Stream: git-wasmtime

Topic: wasmtime / issue #5054 wiggle: allow wiggle to use shared...


view this post on Zulip Wasmtime GitHub notifications bot (Oct 13 2022 at 22:36):

abrown commented on issue #5054:

This was originally a part of #4949 but I could use this separately for experimenting with wasi-threads.

view this post on Zulip Wasmtime GitHub notifications bot (Oct 13 2022 at 22:52):

github-actions[bot] commented on issue #5054:

Subscribe to Label Action

cc @kubkon

<details>
This issue or pull request has been labeled: "wasi"

Thus the following users have been cc'd because of the following labels:

To subscribe or unsubscribe from this label, edit the <code>.github/subscribe-to-label.json</code> configuration file.

Learn more.
</details>

view this post on Zulip Wasmtime GitHub notifications bot (Oct 17 2022 at 14:48):

alexcrichton commented on issue #5054:

Ah thanks for splitting this out, I missed this reading the other patch!

Unfortunately though I don't think this can be done, the unsafe here truly is unsafe and this is exposing a memory-vulnerabilty-in-waiting due to violating Rust's model of ownership. Or well it's not really specific to Rust per-se, but it's easiest to explain through Rust.

Wiggle aggressively takes advantage of an internal borrow checker and handing out slices which point raw into wasm linear memory. This means that when the host gets &mut [u8] or &[u8] or &str those are all pointers into raw wasm memory. While this is valid for single-threaded instances because the contents cannot change none of these Rust-based views are valid for shared memories because the contents can change at any time.

All host-based processing of data stored in linear memory needs to change with shared memories. All loads/stores need to be atomic and additionally nothing can ever reside in the linear memory itself. For example if a wiggle API gives a string to the host then the host needs to copy out the string and then validate utf-8, whereas I think the opposite order happens today.

I believe that solving this would require a fair bit of work and design within wiggle itself. Given the cost of atomic operations we probably can't do them by default. Additionally it may be too expensive to check "is this shared memory" at all interactions with linear memory from wiggle so having a runtime flag to process this may or may not be the best option as well.
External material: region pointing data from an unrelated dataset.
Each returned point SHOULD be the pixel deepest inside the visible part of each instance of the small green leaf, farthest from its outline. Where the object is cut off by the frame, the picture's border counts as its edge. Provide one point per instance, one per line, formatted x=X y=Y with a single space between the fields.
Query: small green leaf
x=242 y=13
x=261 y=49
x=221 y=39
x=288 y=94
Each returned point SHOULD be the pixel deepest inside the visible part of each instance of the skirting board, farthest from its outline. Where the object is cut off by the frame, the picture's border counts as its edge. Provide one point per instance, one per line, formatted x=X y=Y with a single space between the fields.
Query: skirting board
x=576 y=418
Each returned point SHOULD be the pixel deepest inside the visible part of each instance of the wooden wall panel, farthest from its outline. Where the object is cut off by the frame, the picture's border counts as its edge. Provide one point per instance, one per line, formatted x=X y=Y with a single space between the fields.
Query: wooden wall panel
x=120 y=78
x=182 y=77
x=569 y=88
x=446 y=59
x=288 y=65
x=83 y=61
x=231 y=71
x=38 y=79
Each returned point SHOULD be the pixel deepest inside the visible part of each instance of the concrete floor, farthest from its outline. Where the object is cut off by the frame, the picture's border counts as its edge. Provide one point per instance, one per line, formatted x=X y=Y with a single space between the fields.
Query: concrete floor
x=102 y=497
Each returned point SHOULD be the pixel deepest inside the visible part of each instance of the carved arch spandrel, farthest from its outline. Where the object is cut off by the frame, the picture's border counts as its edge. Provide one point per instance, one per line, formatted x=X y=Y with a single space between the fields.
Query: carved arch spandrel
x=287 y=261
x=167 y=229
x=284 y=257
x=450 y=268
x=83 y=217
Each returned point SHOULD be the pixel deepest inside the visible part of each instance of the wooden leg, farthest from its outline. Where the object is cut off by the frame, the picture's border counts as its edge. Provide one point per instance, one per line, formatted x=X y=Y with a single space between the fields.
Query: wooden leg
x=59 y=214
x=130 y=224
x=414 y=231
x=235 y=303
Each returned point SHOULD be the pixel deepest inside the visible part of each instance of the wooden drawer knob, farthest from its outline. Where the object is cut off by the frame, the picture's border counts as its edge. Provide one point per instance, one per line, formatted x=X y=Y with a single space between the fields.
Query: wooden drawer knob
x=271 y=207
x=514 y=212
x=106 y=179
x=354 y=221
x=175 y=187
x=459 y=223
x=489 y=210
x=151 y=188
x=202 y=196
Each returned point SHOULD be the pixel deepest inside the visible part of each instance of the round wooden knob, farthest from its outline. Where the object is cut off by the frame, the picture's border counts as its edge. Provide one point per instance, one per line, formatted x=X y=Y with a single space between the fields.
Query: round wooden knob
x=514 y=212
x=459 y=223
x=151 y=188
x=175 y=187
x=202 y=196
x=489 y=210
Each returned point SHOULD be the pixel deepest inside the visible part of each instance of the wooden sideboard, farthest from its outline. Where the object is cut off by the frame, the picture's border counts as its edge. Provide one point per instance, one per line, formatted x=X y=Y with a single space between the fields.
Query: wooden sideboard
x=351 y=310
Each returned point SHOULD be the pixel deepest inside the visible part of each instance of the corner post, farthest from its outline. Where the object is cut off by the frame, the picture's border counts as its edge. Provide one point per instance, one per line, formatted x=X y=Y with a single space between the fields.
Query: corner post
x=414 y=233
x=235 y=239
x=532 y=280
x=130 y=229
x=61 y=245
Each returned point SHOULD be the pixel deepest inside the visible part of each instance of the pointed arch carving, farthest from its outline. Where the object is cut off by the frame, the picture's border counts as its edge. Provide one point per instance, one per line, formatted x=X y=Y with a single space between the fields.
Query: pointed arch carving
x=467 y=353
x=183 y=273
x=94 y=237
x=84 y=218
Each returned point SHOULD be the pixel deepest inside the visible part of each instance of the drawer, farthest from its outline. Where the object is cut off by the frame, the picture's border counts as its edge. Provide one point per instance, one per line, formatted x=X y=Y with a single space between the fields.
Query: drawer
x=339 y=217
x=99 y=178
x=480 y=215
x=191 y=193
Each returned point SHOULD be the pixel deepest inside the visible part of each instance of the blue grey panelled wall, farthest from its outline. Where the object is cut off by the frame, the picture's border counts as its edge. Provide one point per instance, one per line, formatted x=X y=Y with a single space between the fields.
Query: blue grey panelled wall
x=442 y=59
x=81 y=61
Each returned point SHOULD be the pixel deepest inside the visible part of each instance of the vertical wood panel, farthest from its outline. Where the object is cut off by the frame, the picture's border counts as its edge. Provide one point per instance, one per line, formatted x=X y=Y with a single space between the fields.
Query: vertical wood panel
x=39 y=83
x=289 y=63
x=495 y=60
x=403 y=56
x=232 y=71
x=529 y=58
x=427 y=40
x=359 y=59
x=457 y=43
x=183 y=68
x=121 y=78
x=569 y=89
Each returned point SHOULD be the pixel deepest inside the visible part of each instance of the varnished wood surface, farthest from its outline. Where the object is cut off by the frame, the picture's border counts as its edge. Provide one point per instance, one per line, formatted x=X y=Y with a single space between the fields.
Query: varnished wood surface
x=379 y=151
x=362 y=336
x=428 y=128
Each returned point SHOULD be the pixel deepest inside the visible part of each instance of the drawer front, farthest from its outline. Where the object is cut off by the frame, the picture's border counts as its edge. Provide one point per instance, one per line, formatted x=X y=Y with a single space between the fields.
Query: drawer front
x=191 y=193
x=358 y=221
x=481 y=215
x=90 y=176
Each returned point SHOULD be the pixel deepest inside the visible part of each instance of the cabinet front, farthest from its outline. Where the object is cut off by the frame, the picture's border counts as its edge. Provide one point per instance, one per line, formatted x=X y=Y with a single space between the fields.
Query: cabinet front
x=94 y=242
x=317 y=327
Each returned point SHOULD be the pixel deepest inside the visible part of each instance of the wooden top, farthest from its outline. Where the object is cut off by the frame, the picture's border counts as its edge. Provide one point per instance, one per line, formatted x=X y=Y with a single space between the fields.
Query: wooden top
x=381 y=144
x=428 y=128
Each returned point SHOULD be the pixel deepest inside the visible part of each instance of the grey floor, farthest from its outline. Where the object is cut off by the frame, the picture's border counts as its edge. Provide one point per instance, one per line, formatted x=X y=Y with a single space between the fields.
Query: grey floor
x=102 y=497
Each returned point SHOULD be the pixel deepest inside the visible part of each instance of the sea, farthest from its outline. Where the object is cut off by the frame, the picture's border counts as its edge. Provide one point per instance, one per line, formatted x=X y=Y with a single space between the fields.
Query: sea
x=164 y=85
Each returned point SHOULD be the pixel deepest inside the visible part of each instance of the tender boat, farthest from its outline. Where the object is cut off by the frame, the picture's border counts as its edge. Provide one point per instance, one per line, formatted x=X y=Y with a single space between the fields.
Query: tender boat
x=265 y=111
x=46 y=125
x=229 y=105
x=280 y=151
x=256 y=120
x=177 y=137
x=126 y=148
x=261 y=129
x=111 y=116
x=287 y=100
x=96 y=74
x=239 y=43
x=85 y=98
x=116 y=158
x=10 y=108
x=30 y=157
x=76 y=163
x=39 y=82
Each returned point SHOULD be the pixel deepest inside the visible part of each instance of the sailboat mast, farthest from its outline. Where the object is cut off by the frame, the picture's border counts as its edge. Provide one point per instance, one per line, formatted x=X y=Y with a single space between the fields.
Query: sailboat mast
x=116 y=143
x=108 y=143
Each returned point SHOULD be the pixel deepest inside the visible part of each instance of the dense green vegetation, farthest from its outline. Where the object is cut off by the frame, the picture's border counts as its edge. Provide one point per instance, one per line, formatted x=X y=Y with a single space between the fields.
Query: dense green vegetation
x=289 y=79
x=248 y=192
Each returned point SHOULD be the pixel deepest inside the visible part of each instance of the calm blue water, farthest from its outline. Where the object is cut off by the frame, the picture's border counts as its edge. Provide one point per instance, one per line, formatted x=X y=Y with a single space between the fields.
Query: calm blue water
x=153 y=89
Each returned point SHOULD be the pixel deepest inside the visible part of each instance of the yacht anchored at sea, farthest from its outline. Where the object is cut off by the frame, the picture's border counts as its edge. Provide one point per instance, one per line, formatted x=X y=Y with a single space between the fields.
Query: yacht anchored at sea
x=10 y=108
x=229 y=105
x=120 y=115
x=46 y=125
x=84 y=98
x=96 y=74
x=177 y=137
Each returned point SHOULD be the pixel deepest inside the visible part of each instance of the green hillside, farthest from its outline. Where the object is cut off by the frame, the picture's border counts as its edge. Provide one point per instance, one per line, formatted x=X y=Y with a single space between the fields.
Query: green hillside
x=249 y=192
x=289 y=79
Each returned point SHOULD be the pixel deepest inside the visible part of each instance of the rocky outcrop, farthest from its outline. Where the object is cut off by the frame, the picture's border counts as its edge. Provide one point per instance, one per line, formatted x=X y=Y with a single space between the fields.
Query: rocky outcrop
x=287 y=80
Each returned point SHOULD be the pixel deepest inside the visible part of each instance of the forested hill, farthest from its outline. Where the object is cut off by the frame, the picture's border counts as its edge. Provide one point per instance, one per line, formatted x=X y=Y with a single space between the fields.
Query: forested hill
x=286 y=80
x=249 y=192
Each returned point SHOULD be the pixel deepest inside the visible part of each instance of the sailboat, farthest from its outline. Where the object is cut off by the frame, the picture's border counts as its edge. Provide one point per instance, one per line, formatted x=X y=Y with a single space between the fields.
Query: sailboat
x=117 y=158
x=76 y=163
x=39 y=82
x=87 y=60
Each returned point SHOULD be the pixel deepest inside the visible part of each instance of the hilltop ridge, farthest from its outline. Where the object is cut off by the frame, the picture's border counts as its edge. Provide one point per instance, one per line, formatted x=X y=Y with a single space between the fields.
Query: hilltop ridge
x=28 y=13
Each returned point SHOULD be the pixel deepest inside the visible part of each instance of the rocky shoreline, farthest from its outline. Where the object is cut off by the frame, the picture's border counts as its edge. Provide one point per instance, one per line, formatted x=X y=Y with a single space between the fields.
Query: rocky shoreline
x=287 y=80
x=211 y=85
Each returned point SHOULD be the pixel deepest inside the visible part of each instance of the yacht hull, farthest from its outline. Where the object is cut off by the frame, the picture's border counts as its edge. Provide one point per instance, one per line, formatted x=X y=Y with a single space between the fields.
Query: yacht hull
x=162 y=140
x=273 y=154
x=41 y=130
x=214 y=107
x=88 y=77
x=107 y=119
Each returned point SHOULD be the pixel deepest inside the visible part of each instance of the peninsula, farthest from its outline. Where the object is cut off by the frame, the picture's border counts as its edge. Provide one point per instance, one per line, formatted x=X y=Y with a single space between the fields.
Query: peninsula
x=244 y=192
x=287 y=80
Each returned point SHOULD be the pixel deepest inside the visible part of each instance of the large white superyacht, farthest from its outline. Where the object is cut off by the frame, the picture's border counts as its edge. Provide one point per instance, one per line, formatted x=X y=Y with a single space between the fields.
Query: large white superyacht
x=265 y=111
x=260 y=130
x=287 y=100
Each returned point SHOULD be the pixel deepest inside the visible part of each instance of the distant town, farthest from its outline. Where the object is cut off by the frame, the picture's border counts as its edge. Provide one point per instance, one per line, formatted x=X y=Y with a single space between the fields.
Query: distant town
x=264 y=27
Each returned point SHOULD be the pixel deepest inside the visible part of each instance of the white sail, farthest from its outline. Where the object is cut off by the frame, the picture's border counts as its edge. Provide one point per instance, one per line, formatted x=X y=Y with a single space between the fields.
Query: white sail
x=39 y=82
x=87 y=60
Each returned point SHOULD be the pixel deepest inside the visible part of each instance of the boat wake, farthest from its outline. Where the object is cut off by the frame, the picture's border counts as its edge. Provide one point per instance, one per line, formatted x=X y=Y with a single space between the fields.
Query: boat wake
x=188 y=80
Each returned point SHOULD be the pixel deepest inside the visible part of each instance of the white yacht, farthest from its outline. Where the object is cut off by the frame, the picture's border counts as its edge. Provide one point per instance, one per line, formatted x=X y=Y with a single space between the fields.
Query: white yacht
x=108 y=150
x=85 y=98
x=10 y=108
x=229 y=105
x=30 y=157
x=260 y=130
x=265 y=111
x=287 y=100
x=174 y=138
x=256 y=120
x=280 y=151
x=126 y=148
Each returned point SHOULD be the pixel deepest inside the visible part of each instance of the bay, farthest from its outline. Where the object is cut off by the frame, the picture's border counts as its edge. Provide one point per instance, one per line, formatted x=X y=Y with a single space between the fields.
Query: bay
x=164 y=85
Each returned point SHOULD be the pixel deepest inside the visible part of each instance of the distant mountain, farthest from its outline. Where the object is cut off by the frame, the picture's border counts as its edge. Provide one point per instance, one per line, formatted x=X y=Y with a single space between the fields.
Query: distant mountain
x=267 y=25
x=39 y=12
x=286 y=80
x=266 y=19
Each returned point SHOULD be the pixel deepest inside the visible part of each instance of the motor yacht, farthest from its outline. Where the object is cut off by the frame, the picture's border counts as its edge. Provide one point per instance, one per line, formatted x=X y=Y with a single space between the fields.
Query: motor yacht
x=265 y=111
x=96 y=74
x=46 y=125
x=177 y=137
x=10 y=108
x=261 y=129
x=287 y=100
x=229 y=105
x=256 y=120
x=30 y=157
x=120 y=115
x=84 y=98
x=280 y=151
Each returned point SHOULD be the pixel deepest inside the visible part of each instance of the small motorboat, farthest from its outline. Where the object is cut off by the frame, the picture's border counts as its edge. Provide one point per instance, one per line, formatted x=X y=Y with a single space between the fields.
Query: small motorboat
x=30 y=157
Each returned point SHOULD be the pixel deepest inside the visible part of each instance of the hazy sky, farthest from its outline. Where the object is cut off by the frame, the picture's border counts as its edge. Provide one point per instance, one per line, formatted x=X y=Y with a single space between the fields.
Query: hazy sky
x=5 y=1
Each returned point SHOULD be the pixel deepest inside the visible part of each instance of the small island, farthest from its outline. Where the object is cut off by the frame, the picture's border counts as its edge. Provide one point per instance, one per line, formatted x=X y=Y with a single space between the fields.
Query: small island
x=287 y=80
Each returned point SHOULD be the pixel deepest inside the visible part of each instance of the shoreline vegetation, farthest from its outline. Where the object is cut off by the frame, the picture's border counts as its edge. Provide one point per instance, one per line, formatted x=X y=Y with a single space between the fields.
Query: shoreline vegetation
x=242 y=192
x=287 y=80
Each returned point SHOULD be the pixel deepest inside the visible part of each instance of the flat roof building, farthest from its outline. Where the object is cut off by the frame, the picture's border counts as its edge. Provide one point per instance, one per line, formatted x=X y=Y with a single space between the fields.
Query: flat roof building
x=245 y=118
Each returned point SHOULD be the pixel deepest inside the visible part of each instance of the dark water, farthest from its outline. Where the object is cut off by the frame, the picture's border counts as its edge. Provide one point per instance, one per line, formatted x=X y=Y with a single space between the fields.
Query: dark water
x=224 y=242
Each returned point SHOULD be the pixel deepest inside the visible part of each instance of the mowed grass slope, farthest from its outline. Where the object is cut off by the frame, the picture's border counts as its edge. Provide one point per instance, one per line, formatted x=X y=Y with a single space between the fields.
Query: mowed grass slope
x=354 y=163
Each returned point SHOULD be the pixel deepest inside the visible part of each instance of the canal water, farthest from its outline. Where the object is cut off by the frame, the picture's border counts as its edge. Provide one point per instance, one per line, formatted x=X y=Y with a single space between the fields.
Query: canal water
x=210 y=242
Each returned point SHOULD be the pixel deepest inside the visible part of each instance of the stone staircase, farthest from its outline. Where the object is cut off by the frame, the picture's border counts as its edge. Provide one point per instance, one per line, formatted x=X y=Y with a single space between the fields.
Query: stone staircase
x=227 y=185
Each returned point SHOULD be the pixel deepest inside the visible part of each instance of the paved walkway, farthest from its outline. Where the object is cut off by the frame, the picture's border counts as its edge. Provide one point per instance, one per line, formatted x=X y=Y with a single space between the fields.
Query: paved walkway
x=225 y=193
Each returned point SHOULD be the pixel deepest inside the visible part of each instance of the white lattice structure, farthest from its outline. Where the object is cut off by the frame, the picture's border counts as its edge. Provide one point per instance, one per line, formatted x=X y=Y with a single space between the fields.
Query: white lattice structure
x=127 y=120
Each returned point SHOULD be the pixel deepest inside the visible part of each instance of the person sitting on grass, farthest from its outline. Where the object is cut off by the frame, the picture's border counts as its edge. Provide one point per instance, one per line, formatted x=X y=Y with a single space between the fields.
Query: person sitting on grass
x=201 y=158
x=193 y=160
Overall I haven't really thought much about how to solve this problem. We've known about this for quite some time now but it's been a moot issue due to the lack of support for the threads proposal in Wasmtime. Also FWIW many of the same issues apply to supporting memory64 in WASI and additionally supporting either threads or memory64 in the component model support within Wasmtime.

view this post on Zulip Wasmtime GitHub notifications bot (Oct 17 2022 at 15:35):

abrown commented on issue #5054:

Overall I haven't really thought much about how to solve this problem. We've known about this for quite some time now but it's been a moot issue due to the lack of support for the threads proposal in Wasmtime.

One thought that I have had about this is to sequentialize host access from the WebAssembly threads, either by locking on _every_ host call. If this were done, then the Rust views to the underlying memory would be protected from concurrent modification. I looked for a way to do this here but am still struggling to figure out how to tell a Linker to "wrap every call with a Mutex::lock" while still passing the expected WASI context type through get_cx without dropping the lock. It seems to me like some refactoring may be needed.

The other idea I had was to lock calls within a WASI proposal, so that one could make concurrent calls to wasi-common and wasi-nn, e.g., but not within wasi-common itself. The motivation for this is that the contexts/states of each WASI proposal are distinct and there is no reason (along those lines) to lock everything. The point you raise above, however, suggests that locking is not just for protecting WASI contexts/states, but also to preserve the Rust expectations of the memory views used by host calls. So maybe I need to abandon this "lock calls within a WASI proposal."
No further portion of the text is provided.